We’re in the delivery room and her labor’s not going well. “Do you see what you’ve done to me? We’re never having sex again! . . .”

But as soon as Ariane was born, she was crying tears of joy. And a few minutes later, when things became touch and go with Andrew—the umbilical cord had gotten wrapped around his neck—she pleaded with the doctor to save her baby. By the time we took them home from the hospital, she was madly in love with those two kids. Possessive of them, even, when my mother came up to help. Mom had planned to stay two weeks, I remember, but she went home after the first one. They’d had a fight while I was at work. “In all my years, no one’s ever spoken to me like that,” Mom told me when I was carrying her suitcase out to the car. She was in tears. “I was just pointing out that they’d be safer on their stomachs when she put them down, and she turned into a crazy woman.” Being a mom just took Annie some getting used to, that was all. Some fine-tuning. It wasn’t the first time she had had one of those little bouts of hers, and it wasn’t the last time either. But when she’d get like that, I’d remind myself about all the upheavals she’d had to weather as a kid. Unexpected change was what always seemed to rile her up. Frighten her. I think that was what was always underneath that anger of hers: her fear. I wonder if Viveca’s ever seen that side of Annie.

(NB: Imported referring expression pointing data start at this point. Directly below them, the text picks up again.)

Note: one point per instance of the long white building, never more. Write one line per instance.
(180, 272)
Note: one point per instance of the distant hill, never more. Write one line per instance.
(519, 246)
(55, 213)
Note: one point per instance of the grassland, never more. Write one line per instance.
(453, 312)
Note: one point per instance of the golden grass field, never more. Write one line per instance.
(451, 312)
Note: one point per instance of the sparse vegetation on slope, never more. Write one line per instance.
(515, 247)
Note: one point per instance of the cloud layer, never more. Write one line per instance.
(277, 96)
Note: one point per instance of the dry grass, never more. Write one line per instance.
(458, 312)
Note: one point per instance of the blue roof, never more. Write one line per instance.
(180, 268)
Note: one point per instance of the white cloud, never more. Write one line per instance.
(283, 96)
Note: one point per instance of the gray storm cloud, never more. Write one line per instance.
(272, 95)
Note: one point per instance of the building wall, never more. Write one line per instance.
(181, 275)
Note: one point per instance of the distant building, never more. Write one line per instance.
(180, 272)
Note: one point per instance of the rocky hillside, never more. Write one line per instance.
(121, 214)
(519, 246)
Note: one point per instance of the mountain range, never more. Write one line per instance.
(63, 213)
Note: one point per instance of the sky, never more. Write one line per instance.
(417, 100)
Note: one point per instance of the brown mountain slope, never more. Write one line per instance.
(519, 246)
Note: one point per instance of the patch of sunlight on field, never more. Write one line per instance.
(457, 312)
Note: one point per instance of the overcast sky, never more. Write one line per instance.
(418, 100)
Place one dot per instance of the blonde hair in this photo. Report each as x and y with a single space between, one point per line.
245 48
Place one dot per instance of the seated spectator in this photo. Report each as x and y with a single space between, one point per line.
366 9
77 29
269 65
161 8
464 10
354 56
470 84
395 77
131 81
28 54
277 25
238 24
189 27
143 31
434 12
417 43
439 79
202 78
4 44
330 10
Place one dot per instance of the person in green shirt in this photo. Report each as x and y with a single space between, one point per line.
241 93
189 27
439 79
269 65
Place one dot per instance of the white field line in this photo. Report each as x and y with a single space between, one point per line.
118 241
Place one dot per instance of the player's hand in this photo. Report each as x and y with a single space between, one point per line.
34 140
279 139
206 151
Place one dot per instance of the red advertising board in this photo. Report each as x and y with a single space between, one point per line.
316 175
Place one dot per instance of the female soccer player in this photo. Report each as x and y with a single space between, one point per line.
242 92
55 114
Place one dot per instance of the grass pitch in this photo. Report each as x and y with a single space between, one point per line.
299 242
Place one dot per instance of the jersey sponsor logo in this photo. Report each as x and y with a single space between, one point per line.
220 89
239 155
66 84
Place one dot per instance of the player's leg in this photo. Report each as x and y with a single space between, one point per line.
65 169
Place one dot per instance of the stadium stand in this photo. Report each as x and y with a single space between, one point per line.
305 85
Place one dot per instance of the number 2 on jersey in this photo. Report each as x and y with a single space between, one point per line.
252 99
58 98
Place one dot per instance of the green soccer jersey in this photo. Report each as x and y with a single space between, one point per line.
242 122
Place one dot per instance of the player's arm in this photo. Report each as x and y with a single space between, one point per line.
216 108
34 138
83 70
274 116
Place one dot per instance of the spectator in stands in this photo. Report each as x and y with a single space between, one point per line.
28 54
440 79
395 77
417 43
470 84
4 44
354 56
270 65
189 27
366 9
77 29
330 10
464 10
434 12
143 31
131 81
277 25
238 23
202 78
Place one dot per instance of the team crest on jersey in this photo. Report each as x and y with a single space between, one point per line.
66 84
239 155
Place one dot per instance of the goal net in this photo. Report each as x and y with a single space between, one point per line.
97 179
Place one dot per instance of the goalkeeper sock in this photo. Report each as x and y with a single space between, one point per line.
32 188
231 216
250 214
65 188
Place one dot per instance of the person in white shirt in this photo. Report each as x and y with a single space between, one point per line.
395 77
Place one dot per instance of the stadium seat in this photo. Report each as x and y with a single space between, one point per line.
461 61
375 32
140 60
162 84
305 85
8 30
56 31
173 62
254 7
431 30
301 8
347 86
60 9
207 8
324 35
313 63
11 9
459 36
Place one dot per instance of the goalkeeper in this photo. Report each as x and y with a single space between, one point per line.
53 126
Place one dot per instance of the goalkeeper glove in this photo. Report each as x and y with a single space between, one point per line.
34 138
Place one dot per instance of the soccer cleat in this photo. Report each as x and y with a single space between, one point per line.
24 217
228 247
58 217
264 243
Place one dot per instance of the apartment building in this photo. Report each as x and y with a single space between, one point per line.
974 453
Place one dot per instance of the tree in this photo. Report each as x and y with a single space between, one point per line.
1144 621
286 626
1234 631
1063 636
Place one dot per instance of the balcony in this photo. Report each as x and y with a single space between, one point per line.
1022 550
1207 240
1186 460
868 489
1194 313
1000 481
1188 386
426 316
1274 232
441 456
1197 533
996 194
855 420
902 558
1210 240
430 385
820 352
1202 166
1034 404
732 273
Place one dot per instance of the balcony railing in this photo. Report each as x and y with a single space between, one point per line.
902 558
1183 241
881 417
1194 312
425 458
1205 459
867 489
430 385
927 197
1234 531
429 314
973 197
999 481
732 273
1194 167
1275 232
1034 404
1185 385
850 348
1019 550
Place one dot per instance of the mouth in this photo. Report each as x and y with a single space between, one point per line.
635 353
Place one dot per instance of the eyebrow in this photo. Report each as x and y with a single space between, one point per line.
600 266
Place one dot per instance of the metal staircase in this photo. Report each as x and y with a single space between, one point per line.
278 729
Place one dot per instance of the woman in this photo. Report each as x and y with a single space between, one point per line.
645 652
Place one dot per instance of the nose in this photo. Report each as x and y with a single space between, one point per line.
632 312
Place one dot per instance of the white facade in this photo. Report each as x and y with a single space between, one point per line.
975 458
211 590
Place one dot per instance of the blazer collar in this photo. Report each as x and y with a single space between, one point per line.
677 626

“Daddy?” Ariane calls down. “Do you think I need a sweatshirt?”

“No, you should be good.”

But when I go upstairs to change into my trunks, I stuff one into my backpack for her just in case. She’s still my little girl. I like taking care of her, and I love it that she’s here. . . . And hey, I can understand why, when she’s ready to have the baby, she’d want her mother to go out and help her instead of her old man—that maternal thing. But I’m a free agent now. If Annie can’t swing it, I could go out there and pitch in. . . . Okay, Grandpa, you’re getting ahead of yourself. First let’s see how Annie reacts. I just hope she’ll be as cool with it as I
said
she would be. Should I call and give her a heads-up? No, it’s Ariane’s news. She should be the one to tell her.

Let’s see. Do I have everything? Sweatshirt, towels, snacks, sunblock. The beach chairs are already out in the car. I guess that’s it. I grab my stuff and walk down the hall. Poke my head in her room, but she’s not there. “Ariane?”

“In here,” she says. I follow her voice to the unused bedroom where I’ve stashed those paintings I hauled up here. When I unpacked the car after I got here, I stacked them against the wall, but Ari’s laid them out on the king-size bed. “Have you seen these, Daddy?” she asks. “They’re amazing.”

“I not only saw them,” I tell her. “I brought them up here.”


You
did? Why? As a favor for Viveca?”

“Nope. She doesn’t even know about them.” She looks at me, confused. “You know that ramshackle old cottage out in back of our house?”

She nods. “Andrew’s secret clubhouse.”

“It was until your mom caught him and his friends messing around down there and had me board the place up,” I remind her.

“I forgot about that. God, when they’d come back up from there, they reeked of weed so badly that you could almost get high from the fumes. Didn’t someone die at that old house once? Drown in a well or something?”